The company’s performance was quite dismal for the second quarter of 2015. However, ConAgra Foods is going for some assessed strategies to have better household penetration and downturn all macro-headwinds.

The operating profit (as shown above) was completely dragged down by private brands, which the company is expecting to revive before May 2016.

Though the sales of Consumer Foods Segment declined, it showed a better operational margin mainly because of packaging, assortment, product, and merchandising initiatives. The company also recently teamed up with Laura Vitale, an internet cooking show host where it will share recipes for V-Day meal and consumers after selecting the recipe will be able to cart their relevant ingredients at one click. This is one of the greatest penetration strategies seen by the company.

Sales for the Commercial Foods segment were $ 1.1 billion, up 2% from the prior year period, and segment operating profit was $ 148 million. ConAgra’s Lamb Weston brand, which saw a reduction in the export volume, has partnered with Meijer Frozen Food to expand its potato-processing operations in the country which has been seen as a growth-generating business venture by many due to its estimated positive NPV.

The return on equity showed more downfall than return on invested capital which indicates the cost of equity is decreasing. But looking at the segment level results, the company shows some promising growth keeping in align to its business strategies.
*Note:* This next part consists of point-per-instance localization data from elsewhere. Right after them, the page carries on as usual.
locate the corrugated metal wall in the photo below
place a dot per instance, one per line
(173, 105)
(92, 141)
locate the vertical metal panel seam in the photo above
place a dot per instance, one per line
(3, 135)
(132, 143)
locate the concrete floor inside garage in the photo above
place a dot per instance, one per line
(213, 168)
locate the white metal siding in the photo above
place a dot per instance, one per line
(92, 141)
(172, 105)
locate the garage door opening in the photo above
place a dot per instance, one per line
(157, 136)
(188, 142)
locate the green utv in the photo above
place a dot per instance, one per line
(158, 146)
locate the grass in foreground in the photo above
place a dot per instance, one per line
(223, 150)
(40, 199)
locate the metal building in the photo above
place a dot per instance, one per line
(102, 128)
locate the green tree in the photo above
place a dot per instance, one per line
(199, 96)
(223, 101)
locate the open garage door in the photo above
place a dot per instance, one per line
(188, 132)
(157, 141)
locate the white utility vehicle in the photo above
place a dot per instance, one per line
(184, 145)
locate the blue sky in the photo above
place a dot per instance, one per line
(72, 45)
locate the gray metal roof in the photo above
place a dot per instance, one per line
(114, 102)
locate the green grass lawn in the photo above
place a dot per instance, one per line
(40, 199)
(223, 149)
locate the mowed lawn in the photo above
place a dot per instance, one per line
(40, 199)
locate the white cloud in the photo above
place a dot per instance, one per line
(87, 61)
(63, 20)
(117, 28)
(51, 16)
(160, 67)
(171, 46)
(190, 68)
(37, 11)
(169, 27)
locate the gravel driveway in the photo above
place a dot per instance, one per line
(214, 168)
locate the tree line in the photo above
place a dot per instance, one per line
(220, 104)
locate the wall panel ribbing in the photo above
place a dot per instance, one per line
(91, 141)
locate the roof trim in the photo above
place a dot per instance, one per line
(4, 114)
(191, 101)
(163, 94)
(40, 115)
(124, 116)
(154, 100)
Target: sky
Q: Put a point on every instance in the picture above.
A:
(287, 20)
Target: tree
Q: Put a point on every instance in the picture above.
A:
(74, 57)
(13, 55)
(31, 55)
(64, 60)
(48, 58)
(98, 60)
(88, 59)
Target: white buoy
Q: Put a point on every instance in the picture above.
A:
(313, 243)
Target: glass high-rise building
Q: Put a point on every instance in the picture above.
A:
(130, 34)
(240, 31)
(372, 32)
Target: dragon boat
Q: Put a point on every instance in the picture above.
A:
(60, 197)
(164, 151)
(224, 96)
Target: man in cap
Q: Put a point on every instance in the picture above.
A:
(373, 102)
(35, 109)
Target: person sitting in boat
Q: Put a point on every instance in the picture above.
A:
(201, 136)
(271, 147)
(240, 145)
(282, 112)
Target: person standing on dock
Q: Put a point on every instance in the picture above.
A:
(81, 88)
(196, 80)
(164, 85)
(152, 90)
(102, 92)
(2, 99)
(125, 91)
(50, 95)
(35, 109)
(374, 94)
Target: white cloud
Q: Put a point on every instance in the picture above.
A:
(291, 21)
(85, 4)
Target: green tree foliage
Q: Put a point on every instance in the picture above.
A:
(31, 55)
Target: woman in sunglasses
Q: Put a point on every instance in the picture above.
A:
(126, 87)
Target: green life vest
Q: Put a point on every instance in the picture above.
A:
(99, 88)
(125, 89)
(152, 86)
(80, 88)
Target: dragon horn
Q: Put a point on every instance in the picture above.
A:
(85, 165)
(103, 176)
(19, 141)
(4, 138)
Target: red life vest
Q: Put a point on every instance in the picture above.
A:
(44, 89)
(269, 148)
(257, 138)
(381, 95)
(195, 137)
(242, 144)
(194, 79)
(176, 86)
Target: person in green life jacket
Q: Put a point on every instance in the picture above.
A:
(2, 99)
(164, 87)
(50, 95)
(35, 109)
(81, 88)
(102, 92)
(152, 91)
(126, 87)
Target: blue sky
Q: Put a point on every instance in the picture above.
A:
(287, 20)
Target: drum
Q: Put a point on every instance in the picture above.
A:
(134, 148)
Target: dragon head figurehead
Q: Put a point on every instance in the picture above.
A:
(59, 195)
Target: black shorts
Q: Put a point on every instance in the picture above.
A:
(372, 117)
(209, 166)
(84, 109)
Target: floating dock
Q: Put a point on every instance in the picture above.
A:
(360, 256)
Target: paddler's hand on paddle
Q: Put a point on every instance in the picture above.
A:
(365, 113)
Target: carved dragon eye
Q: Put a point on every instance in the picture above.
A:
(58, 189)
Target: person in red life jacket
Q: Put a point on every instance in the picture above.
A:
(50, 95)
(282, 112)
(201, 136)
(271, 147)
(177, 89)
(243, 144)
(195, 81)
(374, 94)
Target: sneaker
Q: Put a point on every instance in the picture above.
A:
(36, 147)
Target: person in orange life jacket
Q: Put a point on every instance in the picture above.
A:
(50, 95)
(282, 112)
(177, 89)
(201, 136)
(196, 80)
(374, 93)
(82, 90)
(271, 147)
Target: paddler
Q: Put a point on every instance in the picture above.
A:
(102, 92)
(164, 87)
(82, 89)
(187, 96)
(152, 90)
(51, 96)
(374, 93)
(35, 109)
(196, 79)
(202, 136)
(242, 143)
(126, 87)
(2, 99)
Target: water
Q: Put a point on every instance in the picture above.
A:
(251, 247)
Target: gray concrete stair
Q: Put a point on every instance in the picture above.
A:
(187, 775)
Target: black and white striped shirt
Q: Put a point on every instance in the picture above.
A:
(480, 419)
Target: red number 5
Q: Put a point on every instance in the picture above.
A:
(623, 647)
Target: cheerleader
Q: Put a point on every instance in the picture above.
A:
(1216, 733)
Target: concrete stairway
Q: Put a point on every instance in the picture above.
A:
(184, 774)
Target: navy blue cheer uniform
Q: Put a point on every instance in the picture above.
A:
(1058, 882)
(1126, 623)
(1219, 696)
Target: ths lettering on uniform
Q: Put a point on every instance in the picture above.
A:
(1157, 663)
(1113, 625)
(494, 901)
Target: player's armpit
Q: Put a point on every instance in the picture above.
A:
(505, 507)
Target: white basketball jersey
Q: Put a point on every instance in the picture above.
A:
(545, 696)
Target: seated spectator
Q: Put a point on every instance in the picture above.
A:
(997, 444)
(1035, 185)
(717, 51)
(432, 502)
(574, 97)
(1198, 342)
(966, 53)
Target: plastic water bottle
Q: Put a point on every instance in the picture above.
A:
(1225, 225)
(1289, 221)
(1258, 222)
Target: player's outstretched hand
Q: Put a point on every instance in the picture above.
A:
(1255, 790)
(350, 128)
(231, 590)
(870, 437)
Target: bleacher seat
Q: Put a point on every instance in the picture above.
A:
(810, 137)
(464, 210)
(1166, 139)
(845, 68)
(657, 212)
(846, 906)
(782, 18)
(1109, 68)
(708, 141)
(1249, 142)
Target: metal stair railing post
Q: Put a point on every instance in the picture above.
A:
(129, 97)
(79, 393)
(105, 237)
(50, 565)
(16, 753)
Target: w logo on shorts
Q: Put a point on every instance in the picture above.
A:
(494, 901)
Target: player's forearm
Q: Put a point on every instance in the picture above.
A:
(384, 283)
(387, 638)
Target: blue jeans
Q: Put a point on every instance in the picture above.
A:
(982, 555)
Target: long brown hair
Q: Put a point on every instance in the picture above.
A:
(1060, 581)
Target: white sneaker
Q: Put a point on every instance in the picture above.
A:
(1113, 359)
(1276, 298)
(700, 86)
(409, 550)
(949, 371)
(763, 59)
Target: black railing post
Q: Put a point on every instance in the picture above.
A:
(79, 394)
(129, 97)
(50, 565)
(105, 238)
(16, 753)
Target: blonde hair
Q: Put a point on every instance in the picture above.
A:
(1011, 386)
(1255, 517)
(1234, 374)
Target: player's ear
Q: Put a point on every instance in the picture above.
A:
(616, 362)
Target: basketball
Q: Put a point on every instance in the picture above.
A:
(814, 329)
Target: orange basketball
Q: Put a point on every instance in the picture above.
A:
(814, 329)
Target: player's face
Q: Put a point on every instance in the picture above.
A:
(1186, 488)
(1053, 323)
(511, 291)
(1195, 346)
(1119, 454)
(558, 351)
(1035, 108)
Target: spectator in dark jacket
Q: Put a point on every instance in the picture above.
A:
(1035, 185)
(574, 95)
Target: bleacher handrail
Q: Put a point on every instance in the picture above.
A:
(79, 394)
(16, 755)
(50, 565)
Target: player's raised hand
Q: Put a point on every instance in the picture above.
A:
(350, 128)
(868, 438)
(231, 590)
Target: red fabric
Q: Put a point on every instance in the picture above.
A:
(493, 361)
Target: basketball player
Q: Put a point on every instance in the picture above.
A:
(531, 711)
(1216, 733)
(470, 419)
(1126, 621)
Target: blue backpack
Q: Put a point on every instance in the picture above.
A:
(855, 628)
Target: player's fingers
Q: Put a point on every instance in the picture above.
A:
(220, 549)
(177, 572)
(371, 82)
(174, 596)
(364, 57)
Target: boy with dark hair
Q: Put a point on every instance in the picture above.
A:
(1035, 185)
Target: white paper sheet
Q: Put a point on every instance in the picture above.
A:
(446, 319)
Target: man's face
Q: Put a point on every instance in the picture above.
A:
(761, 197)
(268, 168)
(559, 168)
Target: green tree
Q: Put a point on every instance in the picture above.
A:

Some of the key highlights of the result were a 90% decrease in EPS primarily because of huge SG&A expense, which included non-cash impairment charges of $ 0.51/ share. The company expects to pay off debt to the tune of $1 billion in the upcoming financial period in order to increase the stockholder’s equity.

Final word

Currently, the stock trades with a forward P/E of around 15.25 as against trailing P/E of about 38; a surge in the earnings can be expected, which indicates this constant dividend payer will give reasonable returns in the future. At the outset even though the company is struggling in retaining its growth momentum, the directional shift by the company surely aims to achieve a higher growth.